De langzame Lamento ('klaagzang') is gedragen door een dense chromatische harmonie die de tonale functionaliteit overstijgt in de lijn van Debussy en het akkoordgebruik in de jazz. Een eenvoudig motief, bestaande uit een tertsbeweging in gepunt ritme, is de basis van de melodische vorm. Het midden van het stuk is opstandiger, maar naar het einde toe keert de muziek terug naar de trieste gelatenheid van het begin. Een waardig gedenken op 2 juni 2024 van de sterfdag van deze componist, 87 jaar geleden.
Théodor Dubois was als componist productief in verschillende genres van opera over oratoria en geestelijke muziek tot kamermuziek. Een groot deel van zijn oeuvre is ook gewijd aan de orgelmuziek. De orgelwerken lijken vooral geschreven voor liturgisch gebruik.
De ‘Marcietta’ is een kort pretentieloos werkje dat in de uitgave de Engelse ondertitel ‘Concluding Voluntary’ krijgt. Het stuk herhaalt als een refrein driemaal het beginthema, met lichte varianten. De eerste strofe is chromatisch gedacht. De tweede strofe heeft een ritmische puls gecombineerd met een zuchtmotiefje. De coda biedt nog een verrassende harmonische wending.
Met de ‘Trois Chorals’ levert César Franck zijn laatste compositie, geschreven in augustus en september van zijn sterfjaar. Het zijn drie monumentale werken voor het orgel, gebruikt als een symfonisch instrument. Ze kunnen gezien worden als uitwerkingen van een koraal, waarbij het koraal in dit geval door Franck zelf geschreven is.

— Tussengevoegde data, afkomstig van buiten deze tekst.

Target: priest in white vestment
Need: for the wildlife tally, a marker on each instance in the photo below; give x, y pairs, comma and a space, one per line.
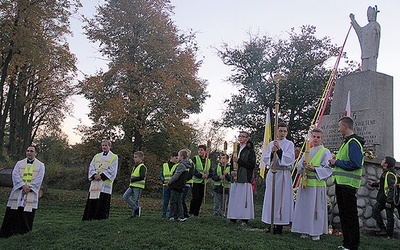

Het eerste thema in het tweede ‘Choral’ is passacaglia thema in lange notenwaarden in een trage drietelsmaat. Dit thema wordt vier maal gehoord, in een opbouw met telkens een ander soort begeleiding. Het tweede thema is zangerig, maar wordt onderbroken door zachte passages met zestiende noten. Een meditatieve melodie sluit het eerste deel af. Na een kort en fantasierijk tussenspel, volgt een fugatische verwerking van het eerste thema. Het eerste en het begin van tweede thema worden daarna samen verwerkt. Na een opbouw met opnieuw zestiende noten, verschijnt het tweede deel van het tweede thema met een onrustige begeleiding. Het passacaglia thema komt nog eenmaal majestueus aanbod, waarna de muziek verzinkt in de meditatieve melodie die het geheel zachtjes afsluit.